First of all technology should meet us half way in those areas too. Afterall, technology is what would allow for a society where people can focus on their own creativity and interests. If it is advanced enough to do that, it would be advanced enough to make these other jobs easier too.
And second; there really are people, even today, which do these dangerous and more challenging jobs not so much because of money but because they love the challenge of doing it.
In some of the jobs you mentioned there is an attraction of being able to directly save lives, or help make other people's lives better.
In fact, I don't think that even today the attraction of money is bigger than the attraction of the job itself, with these kinds of jobs. Even money grubbing people have their limits. They usually want easy profits, not when they have to risk so much for them. So the people left doing these risky jobs are the ones who really want to, more or less.
And with advanced nanotechnology, even their job gets easier.

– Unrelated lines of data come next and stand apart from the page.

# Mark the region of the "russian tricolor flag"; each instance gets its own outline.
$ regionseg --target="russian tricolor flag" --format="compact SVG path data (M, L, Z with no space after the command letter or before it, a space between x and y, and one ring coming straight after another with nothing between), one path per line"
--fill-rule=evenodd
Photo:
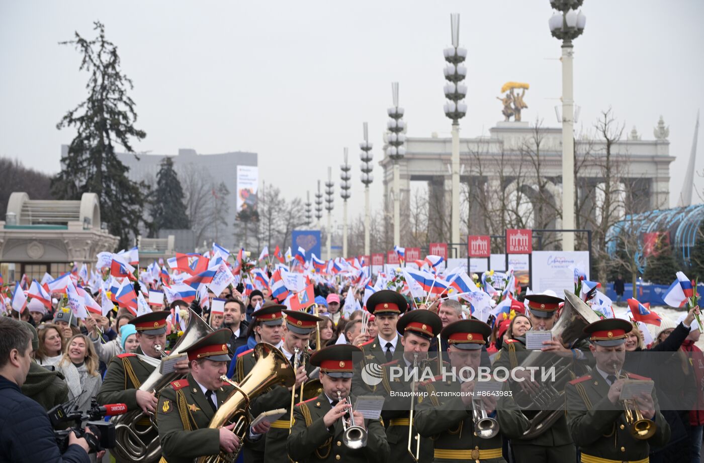
M631 310L631 316L636 322L649 323L659 326L661 319L655 312L648 310L647 307L638 302L636 299L628 300L628 308Z
M677 279L670 285L662 296L662 300L672 307L682 307L688 298L694 296L694 287L683 272L678 272L676 274Z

i think ur right and it is inevitable that there will be a no money system. You can see technology today how it is taking jobs away from people. Eventually technology will take so many jobs away that money will be irrelavent and the goverment will have to make a new system because so many people will be poor. I think this will happen in the next 100 years. Do you agree?
They wont become poor if technology is doing any good. Rather I would say they would simply exchange their job for something more interesting and rewarding. If this doesn't happen then something somewhere is screwed, and this isn't technology itself, but the way the system handles it.
Money will cease to be important not because no-one will have it, but because everyone will be able to have whatever they need without it.
I recall as a kid this was HUGE when "robots" were being put into the auto factories. the automotive workers were afraid of being "replaced".
The problem with that arguement is, like charging nothing for software, it doesn't ELIMINATE jobs, it moves them. For every gear assembly man that was fired, a robotic repair technician was hired. Some of the automakers even trained the FORMER assembly guys to do this.
Giving away software doesn't "take money" from the system, it takes it from a single place. For every dollar MS isn't getting, some small business is leveraging a LAMP stack and making a bit more money than she could with only proprietary tools.
The "we're being replaced" mentality is a side effect of technophobia, ignorance of the underlying technology, fear of change and a lack of control over technology.
What we're seeing is a shift from a physical society to a data society. When we think of WHY we work (food, clothing, shelter, entertainment) we see why we HAVE to work. But when the capability to have food and shelter is as guaranteed as the ability to have gravity it's not people being POOR, in essence, it's the exact OPPOSITE.